Painting by Cholla, a horse

According to Parker Higgins, an activist at the Electronic Frontier Foundation (EFF) specializing in intellectual property, the question of who, if anyone, holds the rights to photographs taken by animals is likely a good bit more cut-and-dry than those of paintings created by animal artists.

?Wikipedia’s argument absolutely makes sense,” Higgins explained. ?There’s a very strong case that [the monkey selife] is not subject to copyright because there’s no human author. That sort of question hasn’t been litigated too often, but it follows both the law and the Copyright Office’s guidelines for what it will accept registration on.”

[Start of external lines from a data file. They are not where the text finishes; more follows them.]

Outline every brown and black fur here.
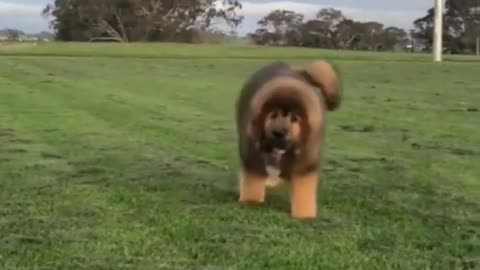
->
[236,61,341,218]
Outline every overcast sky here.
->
[0,0,433,34]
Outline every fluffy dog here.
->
[236,61,341,218]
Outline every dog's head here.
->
[251,92,308,162]
[263,104,302,158]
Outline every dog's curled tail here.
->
[300,60,342,111]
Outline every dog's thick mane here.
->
[250,76,324,143]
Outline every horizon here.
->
[0,0,433,36]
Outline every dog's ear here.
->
[297,60,342,111]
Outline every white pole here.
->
[433,0,443,62]
[477,37,480,56]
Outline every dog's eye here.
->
[290,114,300,123]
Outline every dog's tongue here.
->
[272,149,285,162]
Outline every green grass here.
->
[0,44,480,270]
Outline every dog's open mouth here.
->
[272,148,286,162]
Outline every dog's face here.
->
[263,107,303,160]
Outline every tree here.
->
[256,9,304,45]
[43,0,243,41]
[249,8,408,50]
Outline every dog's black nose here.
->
[272,130,287,139]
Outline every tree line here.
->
[43,0,480,53]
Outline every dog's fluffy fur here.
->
[236,61,341,218]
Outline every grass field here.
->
[0,44,480,270]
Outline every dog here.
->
[235,60,342,219]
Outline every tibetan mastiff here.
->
[236,60,342,218]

?In the case of Ruby the Elephant, it could maybe get a little more complicated,” he continued. ?As far as I understand it, elephant painters follow their training very exactly, so the placement of the strokes on the page are the same every time, and set by the trainer, not the animal. It’d be a real edge case if those copyright questions were ever litigated, but it might look a little different from the monkey selfie.”

That said, a commenter on a GigaOm article about the monkey selfie adds a relevant twist:

If the law says the monkey doesn’t count as a creator then the point at which the photo was taken isn’t the point at which a work was created. It’s a force majeure kinda thing at that stage. The photographer effectively created the work at the point he processed the image. At that point a chance occurrence became a work.

As far as I can figure U.S. copyright law, the work was created by the photographer because the monkey is incapable of creating a work. Effort was expended by the photographer in the production of the work both before and after the monkey’s involvement.

Applied to the context of a painting composed by a furry fingers (or by a long, limber trunk), this line of thinking would imply that an animal’s painting would be public domain until someone snapped a picture of it and then scanned it that image into a computer, when that person would then hold the copyright.

Or, as this tweet elegantly summarizes the situation:

The Internet is actually just a giant experiment to make us rethink our ideas about intellectual property.